For directory apps, you can find the PKCE setting in the app settings within the Published App Settings. Updating the setting will apply it immediately to the production app without directory approval/review, similar to the other OAuth security settings.

A message showing a file uploaded into a Slack conversation.

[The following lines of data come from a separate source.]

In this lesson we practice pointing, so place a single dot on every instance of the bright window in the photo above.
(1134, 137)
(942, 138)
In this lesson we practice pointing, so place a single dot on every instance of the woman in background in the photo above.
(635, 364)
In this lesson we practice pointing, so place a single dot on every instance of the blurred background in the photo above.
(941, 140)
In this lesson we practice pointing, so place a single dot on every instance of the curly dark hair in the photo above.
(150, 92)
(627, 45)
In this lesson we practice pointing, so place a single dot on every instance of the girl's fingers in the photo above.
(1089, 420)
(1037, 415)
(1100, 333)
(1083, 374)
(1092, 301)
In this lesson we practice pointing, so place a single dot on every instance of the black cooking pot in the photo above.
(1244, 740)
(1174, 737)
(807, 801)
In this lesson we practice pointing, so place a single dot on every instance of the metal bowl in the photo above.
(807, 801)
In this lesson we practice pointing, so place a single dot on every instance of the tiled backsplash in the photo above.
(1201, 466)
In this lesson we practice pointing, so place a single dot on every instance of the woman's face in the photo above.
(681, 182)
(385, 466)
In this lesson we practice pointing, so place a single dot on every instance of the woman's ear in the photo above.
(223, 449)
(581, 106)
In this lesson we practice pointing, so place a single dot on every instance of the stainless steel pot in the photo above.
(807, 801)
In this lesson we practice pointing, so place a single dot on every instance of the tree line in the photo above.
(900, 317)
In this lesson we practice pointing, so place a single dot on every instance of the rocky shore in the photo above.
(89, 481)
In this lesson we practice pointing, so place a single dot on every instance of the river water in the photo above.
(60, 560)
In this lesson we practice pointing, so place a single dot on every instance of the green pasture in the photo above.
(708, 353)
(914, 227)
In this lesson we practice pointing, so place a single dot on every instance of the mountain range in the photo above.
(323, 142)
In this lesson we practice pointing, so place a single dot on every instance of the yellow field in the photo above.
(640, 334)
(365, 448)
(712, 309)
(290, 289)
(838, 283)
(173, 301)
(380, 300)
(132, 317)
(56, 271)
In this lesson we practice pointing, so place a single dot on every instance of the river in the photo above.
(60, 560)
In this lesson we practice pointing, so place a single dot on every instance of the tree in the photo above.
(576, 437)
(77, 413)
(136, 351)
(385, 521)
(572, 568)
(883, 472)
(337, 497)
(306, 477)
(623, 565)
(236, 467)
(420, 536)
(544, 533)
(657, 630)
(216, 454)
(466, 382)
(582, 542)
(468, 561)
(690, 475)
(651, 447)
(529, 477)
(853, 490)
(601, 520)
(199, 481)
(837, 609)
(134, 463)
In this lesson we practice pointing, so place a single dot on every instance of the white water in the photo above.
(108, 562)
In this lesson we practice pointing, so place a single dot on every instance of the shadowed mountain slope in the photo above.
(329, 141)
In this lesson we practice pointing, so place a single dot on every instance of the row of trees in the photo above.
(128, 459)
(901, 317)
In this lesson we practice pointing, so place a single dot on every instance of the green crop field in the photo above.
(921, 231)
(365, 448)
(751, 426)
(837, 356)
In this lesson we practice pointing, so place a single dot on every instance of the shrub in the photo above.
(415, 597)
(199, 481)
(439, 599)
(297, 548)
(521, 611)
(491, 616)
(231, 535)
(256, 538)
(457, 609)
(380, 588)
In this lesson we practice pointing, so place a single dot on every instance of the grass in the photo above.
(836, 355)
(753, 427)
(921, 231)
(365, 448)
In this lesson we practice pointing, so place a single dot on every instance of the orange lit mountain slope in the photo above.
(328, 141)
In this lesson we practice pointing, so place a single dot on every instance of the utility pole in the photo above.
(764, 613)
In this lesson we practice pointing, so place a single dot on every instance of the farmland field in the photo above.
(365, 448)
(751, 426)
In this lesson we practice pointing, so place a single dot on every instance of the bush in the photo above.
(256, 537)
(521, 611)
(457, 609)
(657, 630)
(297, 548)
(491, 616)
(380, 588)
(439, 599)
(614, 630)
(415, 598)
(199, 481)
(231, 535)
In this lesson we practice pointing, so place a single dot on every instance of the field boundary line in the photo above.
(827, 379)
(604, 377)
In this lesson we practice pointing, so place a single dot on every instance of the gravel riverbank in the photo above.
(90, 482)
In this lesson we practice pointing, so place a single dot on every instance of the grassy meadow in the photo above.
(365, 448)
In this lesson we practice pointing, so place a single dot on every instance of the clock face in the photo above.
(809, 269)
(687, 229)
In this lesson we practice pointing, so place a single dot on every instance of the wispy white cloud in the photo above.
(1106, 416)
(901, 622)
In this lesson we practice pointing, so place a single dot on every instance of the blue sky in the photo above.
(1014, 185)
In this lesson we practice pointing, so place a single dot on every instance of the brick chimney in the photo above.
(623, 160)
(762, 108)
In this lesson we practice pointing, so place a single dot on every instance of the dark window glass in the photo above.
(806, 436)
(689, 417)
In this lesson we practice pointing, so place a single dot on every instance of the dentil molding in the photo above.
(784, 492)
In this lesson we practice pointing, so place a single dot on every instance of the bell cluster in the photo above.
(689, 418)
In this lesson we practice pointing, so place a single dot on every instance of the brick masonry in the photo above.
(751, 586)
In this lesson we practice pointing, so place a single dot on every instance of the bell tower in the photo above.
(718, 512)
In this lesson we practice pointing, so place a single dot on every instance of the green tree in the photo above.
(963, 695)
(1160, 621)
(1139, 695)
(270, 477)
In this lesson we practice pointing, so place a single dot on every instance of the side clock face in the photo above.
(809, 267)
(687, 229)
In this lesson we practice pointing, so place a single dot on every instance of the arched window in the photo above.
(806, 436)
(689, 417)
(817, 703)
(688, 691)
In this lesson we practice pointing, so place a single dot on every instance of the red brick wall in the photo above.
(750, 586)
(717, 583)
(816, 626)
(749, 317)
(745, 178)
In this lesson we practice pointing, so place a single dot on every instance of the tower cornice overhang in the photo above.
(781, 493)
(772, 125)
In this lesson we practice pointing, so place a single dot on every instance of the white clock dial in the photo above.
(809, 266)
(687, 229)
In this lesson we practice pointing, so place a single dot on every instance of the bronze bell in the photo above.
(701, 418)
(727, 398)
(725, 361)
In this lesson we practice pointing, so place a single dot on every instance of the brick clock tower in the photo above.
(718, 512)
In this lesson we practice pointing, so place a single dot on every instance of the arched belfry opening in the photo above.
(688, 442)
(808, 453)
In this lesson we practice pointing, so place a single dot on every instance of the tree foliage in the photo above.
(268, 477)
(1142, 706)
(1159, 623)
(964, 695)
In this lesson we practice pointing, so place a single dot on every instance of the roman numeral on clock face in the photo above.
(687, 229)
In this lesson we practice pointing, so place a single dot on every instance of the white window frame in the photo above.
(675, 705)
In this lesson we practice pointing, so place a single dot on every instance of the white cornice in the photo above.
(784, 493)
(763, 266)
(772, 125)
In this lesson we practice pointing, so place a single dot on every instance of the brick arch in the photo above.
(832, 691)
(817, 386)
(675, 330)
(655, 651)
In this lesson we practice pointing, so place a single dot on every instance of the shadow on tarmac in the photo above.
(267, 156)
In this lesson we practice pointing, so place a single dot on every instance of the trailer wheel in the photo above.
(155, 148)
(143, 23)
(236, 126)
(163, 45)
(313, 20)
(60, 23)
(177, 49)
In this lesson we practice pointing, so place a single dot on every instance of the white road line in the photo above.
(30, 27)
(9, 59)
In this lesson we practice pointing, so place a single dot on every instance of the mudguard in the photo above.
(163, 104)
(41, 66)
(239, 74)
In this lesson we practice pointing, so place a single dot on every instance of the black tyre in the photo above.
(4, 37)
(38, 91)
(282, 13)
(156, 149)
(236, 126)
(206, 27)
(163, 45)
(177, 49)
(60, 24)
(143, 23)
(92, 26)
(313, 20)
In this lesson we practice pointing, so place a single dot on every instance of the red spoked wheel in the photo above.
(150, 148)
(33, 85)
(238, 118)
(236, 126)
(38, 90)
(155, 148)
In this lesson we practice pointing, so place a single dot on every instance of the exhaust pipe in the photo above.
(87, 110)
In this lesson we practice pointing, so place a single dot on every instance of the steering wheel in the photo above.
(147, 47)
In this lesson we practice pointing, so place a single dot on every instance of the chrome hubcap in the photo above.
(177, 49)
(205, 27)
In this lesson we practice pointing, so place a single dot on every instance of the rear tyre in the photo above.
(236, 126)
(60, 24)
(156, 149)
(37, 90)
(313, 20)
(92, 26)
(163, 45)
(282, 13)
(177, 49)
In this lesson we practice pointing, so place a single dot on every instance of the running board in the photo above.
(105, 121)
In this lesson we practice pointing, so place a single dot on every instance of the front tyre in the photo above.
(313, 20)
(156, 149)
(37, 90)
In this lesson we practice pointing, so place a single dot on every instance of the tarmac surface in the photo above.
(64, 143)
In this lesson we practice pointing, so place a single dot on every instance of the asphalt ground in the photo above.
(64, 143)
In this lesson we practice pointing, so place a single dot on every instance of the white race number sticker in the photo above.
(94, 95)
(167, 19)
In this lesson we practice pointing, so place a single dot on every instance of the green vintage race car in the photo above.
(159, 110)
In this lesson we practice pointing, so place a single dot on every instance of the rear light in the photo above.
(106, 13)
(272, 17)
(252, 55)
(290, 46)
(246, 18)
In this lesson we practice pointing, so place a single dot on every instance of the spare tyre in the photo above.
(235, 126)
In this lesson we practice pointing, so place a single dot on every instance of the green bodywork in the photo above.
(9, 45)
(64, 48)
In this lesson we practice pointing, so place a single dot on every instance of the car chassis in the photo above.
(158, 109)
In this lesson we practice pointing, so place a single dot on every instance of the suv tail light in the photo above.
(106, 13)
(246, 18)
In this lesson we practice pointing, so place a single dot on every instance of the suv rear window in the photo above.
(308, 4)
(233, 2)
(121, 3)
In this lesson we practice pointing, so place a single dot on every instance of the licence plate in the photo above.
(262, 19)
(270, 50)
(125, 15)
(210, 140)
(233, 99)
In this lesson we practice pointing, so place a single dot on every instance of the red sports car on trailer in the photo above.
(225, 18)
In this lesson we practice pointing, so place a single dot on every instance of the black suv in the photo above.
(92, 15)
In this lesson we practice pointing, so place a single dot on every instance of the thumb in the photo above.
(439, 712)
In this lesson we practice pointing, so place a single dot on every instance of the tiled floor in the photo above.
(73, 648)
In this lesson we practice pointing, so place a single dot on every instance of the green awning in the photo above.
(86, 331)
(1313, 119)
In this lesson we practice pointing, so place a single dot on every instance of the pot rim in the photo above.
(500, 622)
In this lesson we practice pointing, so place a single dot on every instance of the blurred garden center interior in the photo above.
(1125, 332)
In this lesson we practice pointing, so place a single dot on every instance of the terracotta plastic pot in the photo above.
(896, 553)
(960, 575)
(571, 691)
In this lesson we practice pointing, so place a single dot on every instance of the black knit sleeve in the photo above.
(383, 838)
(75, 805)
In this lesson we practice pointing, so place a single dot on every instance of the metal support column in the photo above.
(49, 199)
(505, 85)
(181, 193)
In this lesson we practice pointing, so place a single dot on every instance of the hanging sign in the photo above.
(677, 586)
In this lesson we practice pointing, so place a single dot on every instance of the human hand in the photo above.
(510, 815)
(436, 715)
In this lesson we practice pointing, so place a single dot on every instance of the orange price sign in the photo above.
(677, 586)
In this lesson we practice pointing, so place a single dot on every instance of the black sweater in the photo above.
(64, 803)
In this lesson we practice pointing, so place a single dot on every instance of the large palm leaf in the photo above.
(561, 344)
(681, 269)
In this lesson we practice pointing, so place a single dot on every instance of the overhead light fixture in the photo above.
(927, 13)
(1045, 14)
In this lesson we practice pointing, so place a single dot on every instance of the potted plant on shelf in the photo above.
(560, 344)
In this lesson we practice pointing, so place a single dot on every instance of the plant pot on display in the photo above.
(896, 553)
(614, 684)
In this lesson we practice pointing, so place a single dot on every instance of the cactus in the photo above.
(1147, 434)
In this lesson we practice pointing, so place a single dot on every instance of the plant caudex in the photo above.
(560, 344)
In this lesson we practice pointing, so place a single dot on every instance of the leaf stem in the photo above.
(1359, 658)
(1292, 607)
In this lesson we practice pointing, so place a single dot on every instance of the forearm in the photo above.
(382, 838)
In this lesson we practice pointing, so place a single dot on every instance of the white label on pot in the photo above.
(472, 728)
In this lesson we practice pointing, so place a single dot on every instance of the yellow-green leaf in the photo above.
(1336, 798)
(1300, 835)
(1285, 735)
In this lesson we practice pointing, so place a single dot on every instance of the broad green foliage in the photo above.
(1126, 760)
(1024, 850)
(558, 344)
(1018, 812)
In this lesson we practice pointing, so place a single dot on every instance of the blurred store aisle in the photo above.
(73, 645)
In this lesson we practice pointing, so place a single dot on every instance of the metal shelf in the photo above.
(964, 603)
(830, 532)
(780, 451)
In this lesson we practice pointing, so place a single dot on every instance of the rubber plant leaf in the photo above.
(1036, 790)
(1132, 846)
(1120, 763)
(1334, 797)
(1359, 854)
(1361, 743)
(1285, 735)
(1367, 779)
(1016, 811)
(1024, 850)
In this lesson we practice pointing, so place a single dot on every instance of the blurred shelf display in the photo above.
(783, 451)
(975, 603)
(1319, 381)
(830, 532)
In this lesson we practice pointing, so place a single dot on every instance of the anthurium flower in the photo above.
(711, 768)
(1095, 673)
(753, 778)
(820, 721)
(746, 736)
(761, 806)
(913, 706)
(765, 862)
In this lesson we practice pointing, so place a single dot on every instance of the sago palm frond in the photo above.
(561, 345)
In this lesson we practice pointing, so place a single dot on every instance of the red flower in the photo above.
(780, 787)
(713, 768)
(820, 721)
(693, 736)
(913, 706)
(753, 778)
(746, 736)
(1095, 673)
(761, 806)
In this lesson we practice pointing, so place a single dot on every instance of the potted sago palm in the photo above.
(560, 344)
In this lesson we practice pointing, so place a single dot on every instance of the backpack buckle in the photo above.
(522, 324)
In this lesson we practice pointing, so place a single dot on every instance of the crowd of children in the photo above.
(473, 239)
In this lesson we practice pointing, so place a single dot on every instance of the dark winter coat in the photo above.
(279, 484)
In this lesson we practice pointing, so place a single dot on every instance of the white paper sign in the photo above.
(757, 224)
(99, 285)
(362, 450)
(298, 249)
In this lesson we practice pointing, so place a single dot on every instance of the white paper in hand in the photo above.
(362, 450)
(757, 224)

Like all app settings, PKCE can be configured through the app manifest API. Here's what a sample app manifest looks like with PKCE enabled:

{
    "display_information": {
        "name": "My PKCE App"
    },
    "features": {
        "bot_user": {
            "display_name": "PKCE_App",
            "always_online": false
        }
    },
    "oauth_config": {
        "redirect_urls": [
            "myapp://oauth"
        ],
        "scopes": {
            "user": [
                "chat:write"
            ]
        },
        "pkce_enabled": true
    },
    "settings": {
        "org_deploy_enabled": false,
        "socket_mode_enabled": false,
        "token_rotation_enabled": true
    }
}

PKCE flow

Full details of the PKCE flow can be found in the RFC, but the high level flow is:

  1. Before initiating the OAuth flow, the client should create a secret (called code_verifier in this flow) in memory.
  2. Next, the client should create a hash of the code_verifier secret (called code_challenge in this flow). The only supported hashing algorithm for now is SHA-256.
  3. The client should generate an OAuth URL for Slack as usual, but append the PKCE arguments. It may look something like this: 
     https://slack.com/oauth/v2/authorize?client_id=123.456&scope=&user_scope=chat:write&code_challenge=95d30169a59c418b52013315fc81bc99fdf0a7b03a116f346ab628496f349ed5&code_challenge_method=S256&redirect_uri=myURI
    • code_challenge_method must be set to S256, as that is the only supported hashing algorithm for now.
    • code_challenge must be set to the hash the client created earlier.
  4. If the user consents to the scopes, Slack will redirect them to the specified redirect URI and provide a temporary OAuth code as usual.
  5. The client should call the oauth.v2.access API method, but should not include client_secret in the parameters. Instead, the client should provide the code and the code_verifier secret it created earlier.
  6. Slack verifies that the hash of the code_verifier matches the original code_challenge from earlier.
  7. Slack returns the access and refresh tokens in the oauth.v2.access method response as usual. See Using token rotation docs for details on how to rotate tokens.

Example values

This example shows a set of valid PKCE parameters:

  • code_verifier is set to secretpassword
  • code_challenge_method is set to S256
  • code_challenge is set to ldMBaaWcQYtSATMV_IG8mf3wp7A6EW80arYoSW80ntU
    • This is the SHA-256 hash of the code verifier, output in a URL-Safe Base64 format (RFC 4648 §5). This utility can be used as a reference.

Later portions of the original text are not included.